JP Morgan terá empréstimos usando cripto de garantia
O banco americano JP Morgan se torna o primeiro dentre os grandes a encampar o novo arcabouço regulatório.
O JPMorgan Chase está se aproximando de um marco inédito no setor bancário tradicional: oferecer empréstimos com garantia em criptomoedas como Bitcoin e Ethereum. Fontes ligadas ao assunto revelaram ao Financial Times que o banco está considerando lançar o serviço já no próximo ano.
O JPMorgan Chase está se aproximando de um marco inédito no setor bancário tradicional: oferecer empréstimos com garantia em criptomoedas como Bitcoin e Ethereum. Fontes ligadas ao assunto revelaram ao Financial Times que o banco está considerando lançar o serviço já no próximo ano.

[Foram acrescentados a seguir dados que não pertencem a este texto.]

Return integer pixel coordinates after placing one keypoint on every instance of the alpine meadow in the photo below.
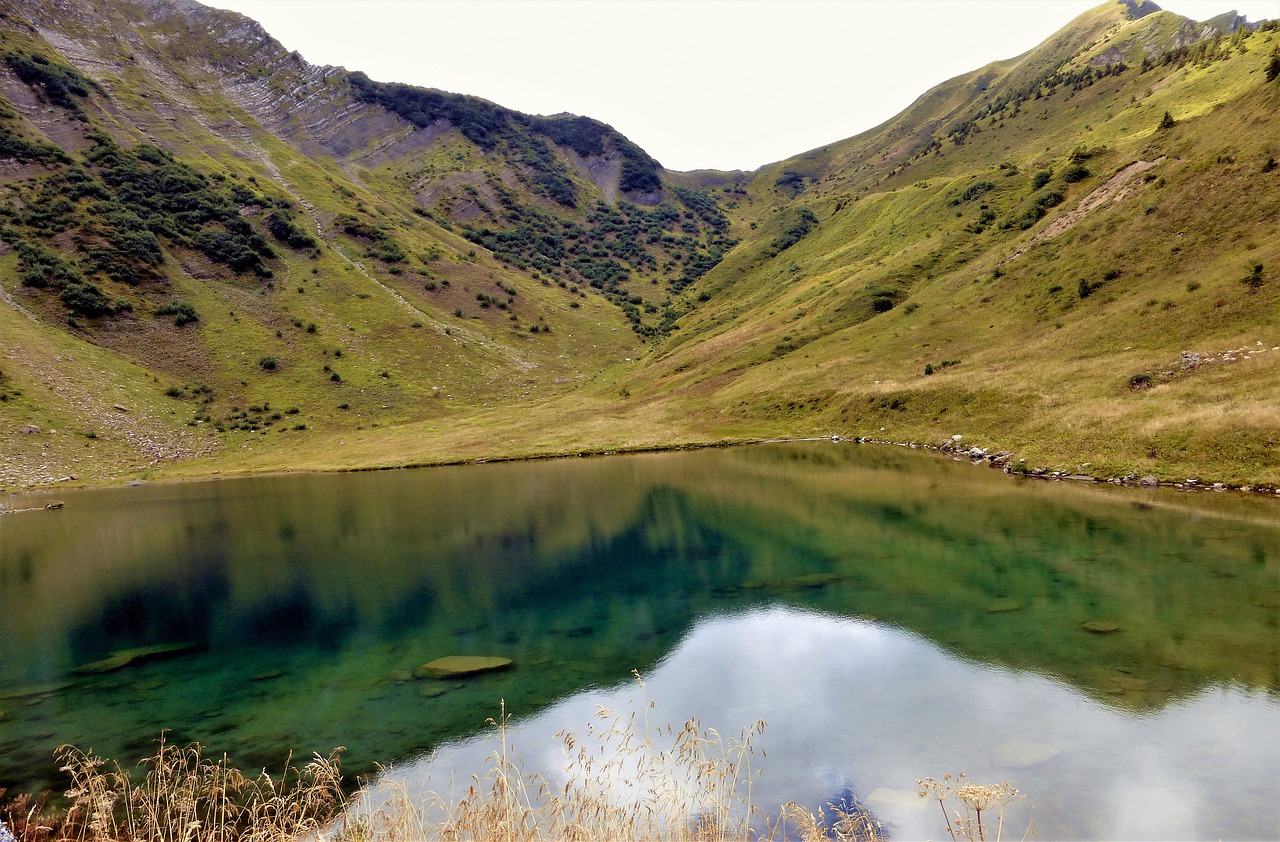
(220, 260)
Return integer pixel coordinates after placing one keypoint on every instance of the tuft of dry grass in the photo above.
(182, 796)
(622, 779)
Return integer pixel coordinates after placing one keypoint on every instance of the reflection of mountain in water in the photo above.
(311, 593)
(859, 710)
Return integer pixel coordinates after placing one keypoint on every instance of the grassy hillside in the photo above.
(1025, 271)
(216, 257)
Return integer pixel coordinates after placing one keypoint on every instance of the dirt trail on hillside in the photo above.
(1115, 190)
(455, 333)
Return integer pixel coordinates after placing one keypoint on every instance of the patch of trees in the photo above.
(796, 227)
(41, 268)
(1033, 213)
(615, 245)
(524, 136)
(119, 205)
(59, 83)
(790, 181)
(12, 145)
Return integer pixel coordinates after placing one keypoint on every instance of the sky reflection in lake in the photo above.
(869, 706)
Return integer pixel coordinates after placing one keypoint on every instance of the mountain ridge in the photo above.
(357, 288)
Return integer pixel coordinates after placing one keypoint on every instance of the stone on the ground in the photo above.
(1020, 754)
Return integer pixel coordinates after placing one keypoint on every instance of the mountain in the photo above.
(216, 257)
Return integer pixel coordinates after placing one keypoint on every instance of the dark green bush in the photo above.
(1074, 173)
(182, 312)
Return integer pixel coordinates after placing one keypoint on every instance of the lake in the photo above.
(891, 614)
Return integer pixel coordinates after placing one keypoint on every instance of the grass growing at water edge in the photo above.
(624, 781)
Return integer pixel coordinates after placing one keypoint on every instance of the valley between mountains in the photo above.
(216, 257)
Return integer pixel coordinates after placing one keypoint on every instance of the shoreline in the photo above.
(1006, 461)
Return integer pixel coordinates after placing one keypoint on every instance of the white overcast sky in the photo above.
(698, 83)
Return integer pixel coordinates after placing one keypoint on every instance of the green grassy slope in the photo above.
(1060, 341)
(1022, 257)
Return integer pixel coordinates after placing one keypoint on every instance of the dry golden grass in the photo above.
(624, 781)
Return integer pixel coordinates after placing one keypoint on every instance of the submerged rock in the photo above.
(456, 666)
(900, 799)
(126, 657)
(33, 690)
(812, 580)
(1020, 754)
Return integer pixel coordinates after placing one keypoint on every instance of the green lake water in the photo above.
(891, 614)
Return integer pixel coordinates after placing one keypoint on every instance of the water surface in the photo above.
(888, 613)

O que mudou no panorama regulatório?
Na semana passada, o Congresso dos EUA aprovou:
- O GENIUS Act (Genius Act), que estabelece uma estrutura nacional para regulação de stablecoins, com sanção presidencial em 18 de julho
- A Clarity Act, que define quais ativos digitais são considerados valores mobiliários, avançando agora para análise pelo Senado
Especialistas avaliam que a clareza jurídica proporcionada por essas leis elimina barreiras regulatórias que impediam grandes bancos de integrar criptoativos nos seus produtos financeiros.
Mudança de postura no comando
Até pouco tempo atrás, o CEO Jamie Dimon era abertamente cético sobre criptomoedas — chegou a chamar o Bitcoin de “fraude”. No entanto, recentemente seu discurso mudou para algo mais pragmático:
“Eu não acho que você deva fumar, mas defendo seu direito de fumar. Defendo seu direito de comprar Bitcoin. Vai em frente.”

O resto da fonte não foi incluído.